Some of my fellow journalists here at IDG (CIO.com’s parent company) have left the fourth estate and are now receiving their paychecks from the same vendors they used to cover. Those jobs are in marketing, public relations or social media strategy. Several I’ve spoken with seem not unhappy with their move—the pay is certainly better.
Some have said they occasionally miss the daily excitement and objectivity of their previous roles. That sinking feeling enveloping the media? Yeah, they don’t miss that.
Taking a gaze at today’s tea leaves, it would not be reckless to hypothesize that more corporate IT workers might be making the same career move in the near future.
As I reported in Why the New Normal Could Kill IT, Gartner is predicting that cloud computing will become so pervasive by 2012 that 20 percent of businesses will own no IT assets at all.
In a recent blog post, Michael Krupa, technical director for HR Technology and a former IT consultant, compares the IT support requirements of traditional, on-premise software versus SaaS. His verdict? “SaaS applications do not require as much IT support as on-premise solutions,” Krupa offers. “My experience with SaaS applications show that you no longer need IT datacenter support, database administration support, application infrastructure support and application development support (with the exception of interfaces).”
“Poof.
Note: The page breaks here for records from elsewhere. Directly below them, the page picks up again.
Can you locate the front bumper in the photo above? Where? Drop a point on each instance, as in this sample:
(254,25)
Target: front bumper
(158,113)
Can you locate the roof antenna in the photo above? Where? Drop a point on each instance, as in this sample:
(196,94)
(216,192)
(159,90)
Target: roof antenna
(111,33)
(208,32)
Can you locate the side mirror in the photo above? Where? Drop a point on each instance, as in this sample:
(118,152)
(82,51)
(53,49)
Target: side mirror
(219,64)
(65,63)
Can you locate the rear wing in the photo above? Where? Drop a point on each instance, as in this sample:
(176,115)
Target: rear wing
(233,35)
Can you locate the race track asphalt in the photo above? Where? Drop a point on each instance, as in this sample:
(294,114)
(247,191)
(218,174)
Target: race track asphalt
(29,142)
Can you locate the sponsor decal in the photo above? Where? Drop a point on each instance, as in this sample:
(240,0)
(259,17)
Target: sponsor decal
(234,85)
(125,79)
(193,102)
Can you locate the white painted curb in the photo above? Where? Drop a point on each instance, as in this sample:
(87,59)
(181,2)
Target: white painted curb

Gone. No longer needed,” he adds, rather dramatically.
Other technologies such as virtualization will reduce IT hardware and, presumably, the headcount needed to manage the hardware.
Vendors of today are transforming into the “Supervendors” of tomorrow. A recent Wall Street Journal article examines the “handful of cash-rich companies that are consolidating power in the technology industry, using their wealth to expand into new businesses and making it harder for small and midsize competitors to break through.”
Those companies? Apple, Oracle, Google, Microsoft, Cisco, Dell, IBM. They are stockpiling cash, acquiring assets and tech innovation, and fortifying their power. They’ll likely need more techies, who won’t be needed as much inside enterprise IT departments.
Paradoxically, IT is reaping all that it has sewn over the years. I covered this in an article last fall, More Jobs Vanish: IT’s Gains Are Real People’s Losses. In sum: The painful, perhaps unintended consequence of realizing technology’s aspirations and capabilities is that many people will go without jobs or will have to radically alter their skills and professions, because there is simply no need for their old skills anymore. This owes to technology’s relentless march toward cheaper, faster, better.
These developments aren’t all necessarily cataclysmic occurrences, though. Many of the hard-core techies once relegated to fixing loathsome PEBKAC issues will now be able to strut their stuff at software vendors, coding their little hearts out on the next new cloud app or creating the next software-delivery mechanism.
Or their jobs will change dramatically (just as journalists have witnessed), as CIO.com columnist Bernard Golden writes in Cloud and The Death of the Sysadmin: “As software becomes more complex, and demands the scalability of the cloud, IT’s auto mechanic of today, the sysadmin, will disappear. Tomorrow’s sysadmin will be more like a physician.”
Hey, it could be much worse. Believe me, I know.